Getting Girls in Sport

It’s no surprise to hear that females (of all ages) often encounter increased barriers to sport participation than their male counterparts. Not only is there an abundance of opportunities and no shortage of encouragement for male participation in sport, but females also face additional and sometimes different, forms of psychological and social obstacles to participation in sport.

For Indigenous females, these obstacles can double and sometimes triple in numbers because of the gaps in programming and services that are an ongoing challenge for Indigenous Peoples across the province. In a 2001 study entitled Aboriginal Children’s Participation in Sport in Canada, it was discovered that children living off-reserve had higher rates of sports participation than did children living on-reserve. This means that youth in many Indigenous communities are not accessing, or do not have access, to recreational and competitive sport opportunities. Some of the most common barriers that have been identified include the lack of transportation and safety issues; social stigmas associated with being an athlete; cost; and a decreased quality of experience.

Did You Know?
  • Only 1 in 3 girls between the ages of 6-12 participate in sport on a regular basis.
  • 40% of teen girls are not participating in sports.
  • Annually, boys receive 1.13 million more sport opportunities than girls.

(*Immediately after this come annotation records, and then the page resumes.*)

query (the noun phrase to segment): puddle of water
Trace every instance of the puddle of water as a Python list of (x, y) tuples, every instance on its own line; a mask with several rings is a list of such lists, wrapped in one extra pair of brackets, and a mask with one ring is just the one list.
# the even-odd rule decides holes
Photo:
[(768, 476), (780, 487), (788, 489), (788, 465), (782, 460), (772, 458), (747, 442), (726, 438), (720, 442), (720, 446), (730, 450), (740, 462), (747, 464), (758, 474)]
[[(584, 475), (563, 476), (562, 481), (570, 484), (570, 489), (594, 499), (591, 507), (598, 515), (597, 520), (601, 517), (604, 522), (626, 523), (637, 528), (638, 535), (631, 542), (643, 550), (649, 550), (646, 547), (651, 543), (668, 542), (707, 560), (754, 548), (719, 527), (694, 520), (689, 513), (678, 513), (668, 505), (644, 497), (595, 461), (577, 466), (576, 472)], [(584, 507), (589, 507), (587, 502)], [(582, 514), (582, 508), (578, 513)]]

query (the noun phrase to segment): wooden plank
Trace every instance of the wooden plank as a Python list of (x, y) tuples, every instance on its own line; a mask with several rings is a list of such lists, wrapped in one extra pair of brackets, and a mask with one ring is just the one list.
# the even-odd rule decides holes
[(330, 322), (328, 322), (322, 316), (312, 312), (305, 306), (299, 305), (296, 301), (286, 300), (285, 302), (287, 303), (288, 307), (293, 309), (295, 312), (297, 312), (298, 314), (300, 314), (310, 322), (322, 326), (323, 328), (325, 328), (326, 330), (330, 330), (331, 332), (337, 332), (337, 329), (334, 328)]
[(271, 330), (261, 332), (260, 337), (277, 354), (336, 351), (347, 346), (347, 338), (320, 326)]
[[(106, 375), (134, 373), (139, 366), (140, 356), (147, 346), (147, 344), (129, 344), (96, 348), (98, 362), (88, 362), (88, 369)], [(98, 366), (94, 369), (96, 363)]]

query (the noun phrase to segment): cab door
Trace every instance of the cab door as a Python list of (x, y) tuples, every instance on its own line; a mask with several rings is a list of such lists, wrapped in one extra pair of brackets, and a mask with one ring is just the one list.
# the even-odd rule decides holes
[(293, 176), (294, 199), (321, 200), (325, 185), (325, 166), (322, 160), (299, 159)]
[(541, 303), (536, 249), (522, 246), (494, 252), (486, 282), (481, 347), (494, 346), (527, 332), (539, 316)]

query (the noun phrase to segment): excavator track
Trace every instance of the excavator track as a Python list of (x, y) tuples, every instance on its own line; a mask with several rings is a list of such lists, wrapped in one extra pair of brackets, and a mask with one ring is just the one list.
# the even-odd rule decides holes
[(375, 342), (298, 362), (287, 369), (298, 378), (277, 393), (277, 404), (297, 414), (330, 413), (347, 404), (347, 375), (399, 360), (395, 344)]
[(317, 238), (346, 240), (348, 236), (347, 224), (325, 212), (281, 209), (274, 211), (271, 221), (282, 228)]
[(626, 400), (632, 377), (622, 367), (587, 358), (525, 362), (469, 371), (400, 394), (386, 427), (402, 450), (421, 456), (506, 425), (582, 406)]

(Statistics provided by the Women in Sports Foundation)


Sport provides more than just physical benefits. Research has shown that when youth, and specifically females, are involved in some form of recreational or competitive sports programming they develop strong leadership and communication skills; sport also helps develop cognitive thinking, an increased sense of identity and self-confidence and self-empowerment. In the first week of February, ISWO joined National Girls and Women in Sport Day and spoke with Indigenous girls and women of all ages to learn more about what they think sport can be for women and girls, and we wanted to share their quotes articulating their hopes and a vision for women in sport. You can read the Wellness Wednesday e-blast about National Girls and Women in Sports Day here.

What Sport can be for Indigenous Girls and Women
  • A vehicle for self-discovery and personal development;
  • A tool to help cope with emotions and encorage a positive mindset;
  • An opportunity to meet new people, stay connected and create a support group;
  • A chance to travel and see new places; A place where girls can change the stigma and challenge stereotypes;
  • An opportunity to access or enhance post-secondary education;
  • A way to connect with culture and community; and
  • A way to end negative cycles of at risk-behaviour, perceptions and attitudes.

ISWO truly believes that sport has the power to changes lives and understands the important and vital role women and girls play within Indigenous communities. We challenge you to encourage all the females in your life to participate in some type of sport and support them in their journey.